# Tax Mileage



## akwunomy (Jan 12, 2020)

Hello all: Please for the past 5 years of Rideshare I have used Mileage expenses through H and R block…now it is calculating my expenses using gas, repairs and etc 

what could be the problem..,any body experiencing this..,
Thanks


----------



## Illini (Mar 14, 2019)

If you don't want it to use your gas, repairs, etc., don't enter those expenses, and just enter the number of miles you drove.


----------



## akwunomy (Jan 12, 2020)

Illini said:


> If you don't want it to use your gas, repairs, etc., don't enter those expenses, and just enter the number of miles you drove.


I did it and they do not calculate it


----------



## UberChiefPIT (Apr 13, 2020)

akwunomy said:


> I did it and they do not calculate it


They do.

You probably clicked the wrong tickmark. You need to tell it that you want to take the standard mileage deduction. You DO NOT want to itemize.


----------



## Daisey77 (Jan 13, 2016)

Are you using the correct version? I know TurboTax has several different versions. Perhaps you're not using the self-employed version?


----------



## BrainDead Driver (Dec 15, 2021)

why not try free tax software.com ? I hate hnr


----------



## BrainDead Driver (Dec 15, 2021)

BrainDead Driver said:


> why not try free tax software.com ? I hate hnr


Im not paying 100 to file . When i get it done for free


----------



## Older Chauffeur (Oct 16, 2014)

Daisey77 said:


> Are you using the correct version? I know TurboTax has several different versions. Perhaps you're not using the self-employed version?


You don’t need the self- employed version; the deluxe version from TurboTax has everything you need. IDK about HRB, but I suspect similar marketing schemes are at play. $$


----------



## Daisey77 (Jan 13, 2016)

Older Chauffeur said:


> You don’t need the self- employed version; the deluxe version from TurboTax has everything you need. IDK about HRB, but I suspect similar marketing schemes are at play. $$


I don't think I need the deluxe version though. How much is the deluxe version?


----------



## Older Chauffeur (Oct 16, 2014)

Daisey77 said:


> I don't think I need the deluxe version though. How much is the deluxe version?

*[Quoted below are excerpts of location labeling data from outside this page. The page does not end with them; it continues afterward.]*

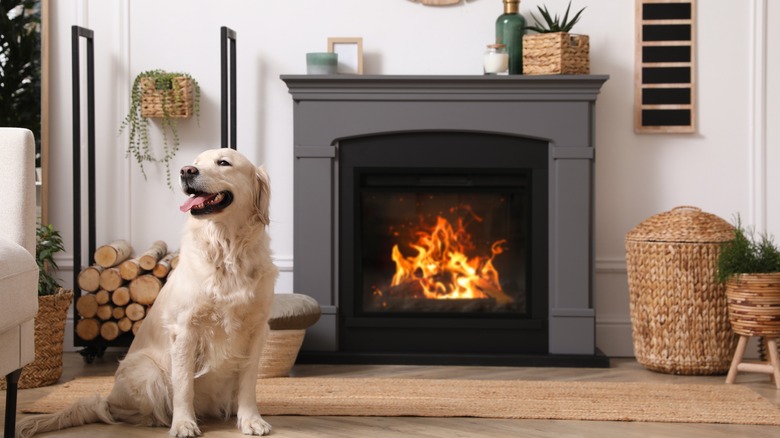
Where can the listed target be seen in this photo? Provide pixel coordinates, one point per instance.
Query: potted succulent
(553, 50)
(749, 265)
(53, 304)
(165, 95)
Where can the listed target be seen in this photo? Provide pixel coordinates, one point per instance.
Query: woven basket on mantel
(176, 101)
(679, 311)
(556, 53)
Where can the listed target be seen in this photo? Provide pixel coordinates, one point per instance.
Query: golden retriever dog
(197, 352)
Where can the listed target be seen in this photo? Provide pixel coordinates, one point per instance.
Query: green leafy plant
(554, 23)
(137, 126)
(20, 66)
(48, 242)
(747, 254)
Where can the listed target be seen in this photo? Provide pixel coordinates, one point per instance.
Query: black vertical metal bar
(92, 242)
(223, 68)
(229, 93)
(76, 33)
(233, 91)
(76, 113)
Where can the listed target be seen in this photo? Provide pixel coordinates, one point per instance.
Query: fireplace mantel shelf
(463, 87)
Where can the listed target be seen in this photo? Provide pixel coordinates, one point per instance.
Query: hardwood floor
(621, 370)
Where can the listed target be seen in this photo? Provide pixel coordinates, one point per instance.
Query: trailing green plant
(554, 23)
(48, 242)
(747, 254)
(137, 126)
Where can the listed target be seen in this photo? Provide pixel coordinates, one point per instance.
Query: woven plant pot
(176, 102)
(556, 53)
(678, 309)
(280, 351)
(46, 369)
(754, 304)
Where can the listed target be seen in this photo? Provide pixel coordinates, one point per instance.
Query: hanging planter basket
(172, 99)
(556, 53)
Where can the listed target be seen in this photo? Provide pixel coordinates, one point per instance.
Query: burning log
(113, 254)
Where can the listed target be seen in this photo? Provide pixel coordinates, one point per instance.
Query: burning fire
(441, 268)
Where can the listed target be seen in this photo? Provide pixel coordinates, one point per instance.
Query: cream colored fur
(197, 352)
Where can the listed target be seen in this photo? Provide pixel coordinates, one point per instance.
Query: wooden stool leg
(741, 346)
(774, 359)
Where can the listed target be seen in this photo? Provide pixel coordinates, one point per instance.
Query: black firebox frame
(432, 334)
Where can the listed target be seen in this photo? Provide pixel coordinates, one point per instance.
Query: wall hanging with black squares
(665, 69)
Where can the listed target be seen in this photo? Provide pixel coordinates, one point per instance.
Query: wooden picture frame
(665, 67)
(350, 51)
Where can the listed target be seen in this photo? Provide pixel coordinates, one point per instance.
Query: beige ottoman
(291, 315)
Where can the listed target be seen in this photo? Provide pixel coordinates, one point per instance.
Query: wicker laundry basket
(46, 369)
(679, 311)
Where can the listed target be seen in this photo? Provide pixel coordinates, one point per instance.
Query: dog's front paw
(254, 425)
(184, 429)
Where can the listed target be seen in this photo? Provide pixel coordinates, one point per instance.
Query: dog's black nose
(189, 171)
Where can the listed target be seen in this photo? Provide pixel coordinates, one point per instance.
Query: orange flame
(441, 268)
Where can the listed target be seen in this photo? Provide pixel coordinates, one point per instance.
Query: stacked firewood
(120, 288)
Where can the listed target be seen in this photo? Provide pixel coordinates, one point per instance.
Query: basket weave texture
(177, 101)
(556, 53)
(46, 369)
(754, 304)
(280, 351)
(679, 312)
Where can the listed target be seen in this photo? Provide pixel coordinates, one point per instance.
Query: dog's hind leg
(141, 394)
(86, 410)
(183, 350)
(249, 420)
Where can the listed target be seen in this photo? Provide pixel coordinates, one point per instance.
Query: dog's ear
(263, 195)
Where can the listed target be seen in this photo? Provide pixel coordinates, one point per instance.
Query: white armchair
(18, 270)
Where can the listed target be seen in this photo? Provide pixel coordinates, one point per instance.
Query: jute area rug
(597, 401)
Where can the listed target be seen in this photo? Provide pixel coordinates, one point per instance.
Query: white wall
(728, 167)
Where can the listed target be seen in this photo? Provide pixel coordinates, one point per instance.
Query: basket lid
(682, 224)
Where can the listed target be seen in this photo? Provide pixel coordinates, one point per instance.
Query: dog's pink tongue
(193, 201)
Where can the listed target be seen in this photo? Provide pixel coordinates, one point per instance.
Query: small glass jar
(496, 60)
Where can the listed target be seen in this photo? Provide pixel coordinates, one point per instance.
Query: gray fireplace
(513, 156)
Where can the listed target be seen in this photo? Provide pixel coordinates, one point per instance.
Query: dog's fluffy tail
(86, 410)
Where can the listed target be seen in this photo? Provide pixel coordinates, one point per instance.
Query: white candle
(495, 61)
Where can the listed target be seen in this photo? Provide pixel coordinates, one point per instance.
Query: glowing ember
(441, 269)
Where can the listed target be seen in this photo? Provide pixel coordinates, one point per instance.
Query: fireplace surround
(339, 117)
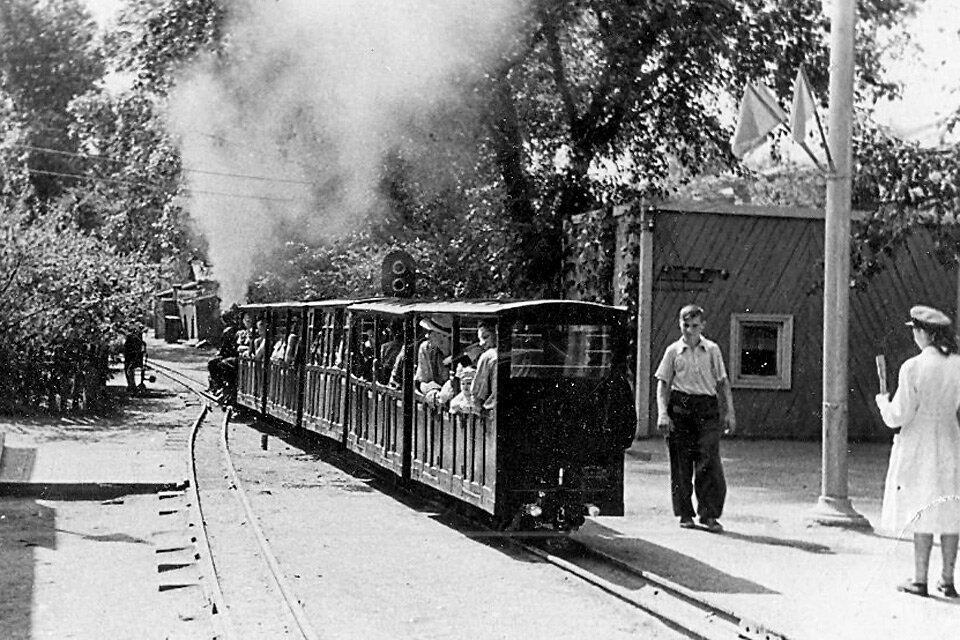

Costco had it at $40 with a ($10 off sale), but I’m not sure if that’s still going on. It comes with a CD and a downloadable option. Check around, it is probably available for around $50 at discount and big box stores. You can do up to five returns with free e-filing for fed returns and $19.95 for e-filing state returns, or print the state to file free. Deluxe is sort of a misnomer, as there are two more expensive versions, Home and Business and Premium. But I checked mine to be sure, and the Schedules C and SE are included.


----------